Paul
Goble
Staunton, July 27 – Since April
2015, the Ukrainian authorities have renamed more than 51,000 place names,
including a thousand cities and towns, 26 districts, 75 academic institutions,
30 railway stations and several ports, replacing Soviet-imposed names with
Ukrainian ones, Anton Drobovich, head of the Kyiv Institute of National Memory,
says.
And has part of this same effort,
officials have removed about 2500 Soviet-era statues from public places. Just
over half of these are statues of Lenin; and at the present time, there are
only three statues to the founder of the Bolshevik state remaining in Ukraine.
All three are in Odessa Oblast whose officials pledge to remove them and 19
other Soviet symbols soon.
Obviously, many Ukrainians view this
as a necessary step to get out from under the totalitarian past and to put them
on a course independent from Moscow. But
a new survey conducted by the Kucheriv Democratic Initiative Foundation and the
Kyiv International Institute of Sociology finds the Ukrainian nation is still
divided about them.
The poll shows that for Ukraine as a
whole, just under half of the population opposes this program while a third
supports it and efforts Kyiv has made to realize it and a fifth are indifferent
to this program (dif.org.ua/article/shostiy-rik-dekomunizatsii-stavlennya-naselennya-do-zaboroni-simvoliv-totalitarnogo-minulogo
and imhoclub.lv/ru/material/pochti_polovina_ukraincev_vistupaet_protiv_dekommunizacii_i_pereimenovanija_ulic_i_gorodov).
As one might expect from earlier
surveys, Kyiv’s decommunization program has the greatest support in Western
Ukraine, where 45 percent back it, but significantly less in the eastern and
southern portions of the country, where support stands at 22 percent and 24
percent respectively.

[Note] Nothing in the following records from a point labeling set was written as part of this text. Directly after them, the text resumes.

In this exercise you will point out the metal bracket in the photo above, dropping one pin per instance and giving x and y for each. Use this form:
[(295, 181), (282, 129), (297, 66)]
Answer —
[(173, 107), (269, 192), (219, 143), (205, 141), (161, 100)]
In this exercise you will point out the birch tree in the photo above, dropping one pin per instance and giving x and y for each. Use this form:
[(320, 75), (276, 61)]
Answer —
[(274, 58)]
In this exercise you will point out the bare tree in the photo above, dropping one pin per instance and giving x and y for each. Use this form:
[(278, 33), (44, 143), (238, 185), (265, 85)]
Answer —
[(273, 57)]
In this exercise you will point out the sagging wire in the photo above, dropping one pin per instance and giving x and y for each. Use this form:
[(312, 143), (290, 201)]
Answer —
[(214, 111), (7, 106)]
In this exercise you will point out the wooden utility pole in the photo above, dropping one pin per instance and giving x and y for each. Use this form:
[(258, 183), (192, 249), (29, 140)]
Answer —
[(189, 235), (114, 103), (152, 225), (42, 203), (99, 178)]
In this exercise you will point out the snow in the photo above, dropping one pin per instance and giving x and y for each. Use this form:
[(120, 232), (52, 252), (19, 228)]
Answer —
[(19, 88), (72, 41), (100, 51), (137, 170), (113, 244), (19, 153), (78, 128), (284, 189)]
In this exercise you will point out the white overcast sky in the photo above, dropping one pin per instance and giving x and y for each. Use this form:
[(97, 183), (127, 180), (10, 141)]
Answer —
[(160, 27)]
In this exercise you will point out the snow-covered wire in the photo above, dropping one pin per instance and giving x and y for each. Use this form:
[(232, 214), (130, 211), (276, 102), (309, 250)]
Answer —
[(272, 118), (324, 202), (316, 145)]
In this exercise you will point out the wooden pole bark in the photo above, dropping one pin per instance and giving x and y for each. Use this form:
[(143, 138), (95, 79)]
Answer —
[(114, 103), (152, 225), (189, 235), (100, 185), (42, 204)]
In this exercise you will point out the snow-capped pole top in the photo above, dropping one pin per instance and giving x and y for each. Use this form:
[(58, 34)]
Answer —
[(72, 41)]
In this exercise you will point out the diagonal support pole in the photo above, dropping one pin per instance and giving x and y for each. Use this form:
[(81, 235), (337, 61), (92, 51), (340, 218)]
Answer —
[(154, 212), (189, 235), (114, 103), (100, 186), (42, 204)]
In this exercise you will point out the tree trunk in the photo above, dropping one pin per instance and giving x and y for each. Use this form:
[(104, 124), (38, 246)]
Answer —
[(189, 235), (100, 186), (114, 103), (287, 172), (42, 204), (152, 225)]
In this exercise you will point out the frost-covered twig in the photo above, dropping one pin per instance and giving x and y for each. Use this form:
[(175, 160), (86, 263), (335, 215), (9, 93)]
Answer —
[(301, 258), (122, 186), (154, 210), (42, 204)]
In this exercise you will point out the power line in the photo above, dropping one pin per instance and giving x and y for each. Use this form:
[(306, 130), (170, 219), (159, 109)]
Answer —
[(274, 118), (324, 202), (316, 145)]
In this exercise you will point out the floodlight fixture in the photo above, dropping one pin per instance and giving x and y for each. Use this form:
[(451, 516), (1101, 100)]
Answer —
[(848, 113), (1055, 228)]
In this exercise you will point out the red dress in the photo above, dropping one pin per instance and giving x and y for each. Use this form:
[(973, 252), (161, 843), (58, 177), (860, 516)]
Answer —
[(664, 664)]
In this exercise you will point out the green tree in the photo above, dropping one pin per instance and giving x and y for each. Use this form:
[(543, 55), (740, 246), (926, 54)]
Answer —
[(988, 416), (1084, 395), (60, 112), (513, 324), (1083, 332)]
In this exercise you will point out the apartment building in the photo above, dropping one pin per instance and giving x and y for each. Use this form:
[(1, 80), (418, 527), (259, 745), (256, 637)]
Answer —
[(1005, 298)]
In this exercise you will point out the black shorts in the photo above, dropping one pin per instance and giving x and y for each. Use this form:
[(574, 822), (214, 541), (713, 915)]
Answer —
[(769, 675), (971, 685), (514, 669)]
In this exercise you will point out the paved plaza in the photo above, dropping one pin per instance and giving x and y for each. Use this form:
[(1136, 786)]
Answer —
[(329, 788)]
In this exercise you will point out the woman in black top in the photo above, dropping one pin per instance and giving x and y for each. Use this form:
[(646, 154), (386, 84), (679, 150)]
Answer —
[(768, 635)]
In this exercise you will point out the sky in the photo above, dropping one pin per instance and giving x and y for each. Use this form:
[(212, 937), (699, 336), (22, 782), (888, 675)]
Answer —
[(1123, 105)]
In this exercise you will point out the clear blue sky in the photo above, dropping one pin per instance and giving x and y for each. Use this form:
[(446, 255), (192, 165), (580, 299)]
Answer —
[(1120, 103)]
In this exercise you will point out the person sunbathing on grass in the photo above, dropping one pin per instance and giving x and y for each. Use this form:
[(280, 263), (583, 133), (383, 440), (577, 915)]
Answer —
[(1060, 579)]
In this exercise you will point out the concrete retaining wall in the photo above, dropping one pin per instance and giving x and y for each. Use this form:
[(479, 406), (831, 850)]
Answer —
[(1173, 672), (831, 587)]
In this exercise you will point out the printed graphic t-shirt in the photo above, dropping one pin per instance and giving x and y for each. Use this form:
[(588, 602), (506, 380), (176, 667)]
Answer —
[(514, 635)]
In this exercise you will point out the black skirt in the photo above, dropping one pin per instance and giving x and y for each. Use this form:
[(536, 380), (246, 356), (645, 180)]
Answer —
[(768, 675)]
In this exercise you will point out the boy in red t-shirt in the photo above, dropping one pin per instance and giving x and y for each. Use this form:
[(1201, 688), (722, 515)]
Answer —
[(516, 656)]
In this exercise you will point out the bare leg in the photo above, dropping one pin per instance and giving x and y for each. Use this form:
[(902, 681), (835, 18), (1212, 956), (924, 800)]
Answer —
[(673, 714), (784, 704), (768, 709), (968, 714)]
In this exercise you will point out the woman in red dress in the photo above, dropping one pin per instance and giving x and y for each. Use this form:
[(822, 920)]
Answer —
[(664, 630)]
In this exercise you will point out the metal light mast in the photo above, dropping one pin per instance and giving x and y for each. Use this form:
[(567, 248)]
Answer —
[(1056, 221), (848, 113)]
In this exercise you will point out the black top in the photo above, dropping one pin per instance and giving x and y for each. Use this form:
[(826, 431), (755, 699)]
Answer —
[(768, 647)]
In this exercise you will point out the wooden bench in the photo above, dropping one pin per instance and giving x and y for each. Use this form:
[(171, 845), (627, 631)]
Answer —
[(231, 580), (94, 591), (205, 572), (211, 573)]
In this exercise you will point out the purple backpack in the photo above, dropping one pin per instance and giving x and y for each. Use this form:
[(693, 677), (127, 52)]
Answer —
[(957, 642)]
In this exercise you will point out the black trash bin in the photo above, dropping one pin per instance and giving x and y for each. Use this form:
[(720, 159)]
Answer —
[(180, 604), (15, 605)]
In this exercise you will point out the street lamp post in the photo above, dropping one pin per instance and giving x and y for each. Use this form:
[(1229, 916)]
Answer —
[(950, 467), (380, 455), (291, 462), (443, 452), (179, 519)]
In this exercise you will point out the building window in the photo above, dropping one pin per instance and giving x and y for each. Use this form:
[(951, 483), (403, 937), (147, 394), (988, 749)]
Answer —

Younger people are more supportive of these changes than
older ones.
Other findings of this survey, however, suggest
that the views Ukrainians have about renaming streets and towns and removing
statues should not be overly generalized and that far more support both
Ukrainian national heroes and Ukraine’s integration with the European Union
than the toponomy and statue numbers might suggest.
Almost exactly half – 48 percent –
of those surveyed support giving public recognition to figures from the Ukrainian
Peoples Republic, with only 16 percent opposed.
Only 31 percent of Ukrainians don’t view the USSR as “a universal evil,
and only 32 percent prefer a union with Russia as against one with the EU.